Quatre heures du matin la teuf-teuf mobile s'arrête devant la maison. Salsa frétille de la queue. S'est amusée comme une folle sur la pelouse et s'est faite carresser par des dizaines de mains câlineuses. Me regarde en coin. Pas besoin d'aboyer j'ai compris la question : «  Rockxerre Gomina IV, c'est pour quand ? » Puis elle a ajouté, vaguement condescendante : «  Je dois avouer que les Jallies ont du chien. »

 

Damie Chad

 

 

CROCKROCKDISC !

 

 

 

THE BLACK PRINTS

 

 

How Much / There's Rock'n'Roll On The Radio / My Chick's Is Punky Doll / That's Life Baby / Two Tones Shoes / Go Back / Blue Jean Girl / Rockin' Truck / Rock'n'Roll Blues / 100 % Rockabilly.

 

Olivier Clement : gt, v / Thierry Clement : p / Jean-François Marinello : b / Yann Leignel : d

 

 

Magnifique objet. De quoi en être vert de jalousie. Me suis demandé à quel artiste les Black Prints avaient confié la pochette, mais c'est Yann qui s'y est mis tout seul. N'est pas tombé dans le piège nostalgie fifty vintage, a pondu un ovni graphique du vingt et unième siècle, simplicité des formes et impactage foudroyant. A l'intérieur, c'est encore plus beau. Unité conceptuelle de l'ensemble, toute la différence entre le dessin qui tend à reproduire le monde et le dessein qui tente d'en infléchir le sens.

 

 

Genre de truc que les groupes rockab qui ont l'intention de sortir un CD dans les mois qui viennent ont intérêt à étudier, risque d'agir comme la datation au carbone, coup de vieux sur les images pieuses de la répétition sempiternelles des clichés des temps passés.

 

 

Veux bien croire que vous soyez davantage intéressés par la musique que par l'art pictural.
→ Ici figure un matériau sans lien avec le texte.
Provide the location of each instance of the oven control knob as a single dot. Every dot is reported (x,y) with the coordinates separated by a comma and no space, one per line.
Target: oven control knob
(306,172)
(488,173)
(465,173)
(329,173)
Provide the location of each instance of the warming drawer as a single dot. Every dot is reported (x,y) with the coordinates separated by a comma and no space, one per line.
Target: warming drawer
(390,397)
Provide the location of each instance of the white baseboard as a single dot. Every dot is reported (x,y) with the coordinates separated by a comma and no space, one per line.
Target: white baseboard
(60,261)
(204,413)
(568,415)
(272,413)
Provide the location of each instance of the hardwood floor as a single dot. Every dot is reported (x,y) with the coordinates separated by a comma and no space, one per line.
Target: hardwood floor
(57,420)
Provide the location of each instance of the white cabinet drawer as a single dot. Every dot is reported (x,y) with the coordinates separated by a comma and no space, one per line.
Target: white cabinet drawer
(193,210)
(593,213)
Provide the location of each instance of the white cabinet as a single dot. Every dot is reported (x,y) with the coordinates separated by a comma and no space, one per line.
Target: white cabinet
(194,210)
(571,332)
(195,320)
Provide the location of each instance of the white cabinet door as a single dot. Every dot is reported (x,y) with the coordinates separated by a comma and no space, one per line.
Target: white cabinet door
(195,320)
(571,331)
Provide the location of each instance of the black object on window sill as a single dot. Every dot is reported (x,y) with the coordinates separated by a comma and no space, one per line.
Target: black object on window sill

Sous le sapin de Noël il arrive souvent que le papier d'emballage soit plus beau que la cravate qu'il contient...

 

 

Enregistrer un disque est un instant de vérité pour n'importe quel groupe, mais encore plus pour les combos de rockab qui sont écrasés par l'héritage encombrant parce que quelque part indépassable qu'ils s'acharnent à transmettre pour raisons autant hommagiales que organiques, sous forme de sacro-saintes reprises que parfois l'on exhume comme de précieuses reliques.

 

 

Les Black Prints ont sauté le pas. CD de dix morceaux originaux. La moindre des exigences si l'on veut laisser une trace dans l'histoire du rock'n'roll déjà bien encombrée. Ne reste plus qu'à appuyer sur la touche play...

 

 

Ca commence par du rock'n'roll et ça finit par du rock'n'roll, et entre les deux, faites la grimace si vous n'aimez pas cela, il n'y a que du rock'n'roll. Désolé pour les répétitions, mais c'est l'exacte réalité de ce CD. Premier conseil, c'est écrit au dos de la couve et il faut le suivre, play it loud ! N'hésitez pas à réveiller le bébé de la voisine, de toutes les façons vous ne l'entendrez pas pleurer. Deuxième conseil : écoutez et laisser venir à vous les anges noirs du rock'n'roll. Vont vous entraîner dans une méchante sarabande.

 

 

Du début à la fin, ça file à la vitesse d'une locomotive, droit devant et sans jamais s'arrêter. Et quand ça stoppe vous remettez à la case départ. Dix titres et pas le temps de s'ennuyer. Non pas parce que la vitesse vous emporte mais parce toutes les trente secondes il se passe quelque chose. C'est construit comme une espèce d'oratorio de soli qui se suivent sans se ressembler. Toujours surprenants, montés comme des plans de cinéma d'action que l'on raccourcit au maximum pour vous propulser au coeur du combat et vous surprendre à tout moment.

 

 

Foisonnant de partout, entre la basse reptitlienne qui rampe et ondule sur le sol, la batterie amphionéenne qui édifie des tours de guet, les percus qui assurent les giboulées de neige et les guitares folles qui cavalent dans tous les sens, vous êtes sans arrêt sur le qui-vive, énervé à l'idée que vous pourriez laisser passer un épisode devant tant de profusion. Marche triomphale et héroïque, pas de temps mort, pas de pont que l'on franchit pépère sans se mouiller les pieds, mais des escarmouches à tous les gués qui se présentent. Pas pour rien que l'on a appelé Thierry Credaro et Tonny Marlow en renfort. Et la voix d'Olivier qui mène l'assaut.

 

 

La totale. La carrosserie et le moteur. A explosions. Les Black Prints ont frappé très fort. Un disque qui envoie un grand coup de fouet dans la fourmilière du frenck rockab. Une empreinte noire que l'on n'est pas prêt d'oublier.

 

 

Attention : pour les collectionneurs le disque sera bientôt disponible en vinyl 25 cm.

 

 

Damie Chad.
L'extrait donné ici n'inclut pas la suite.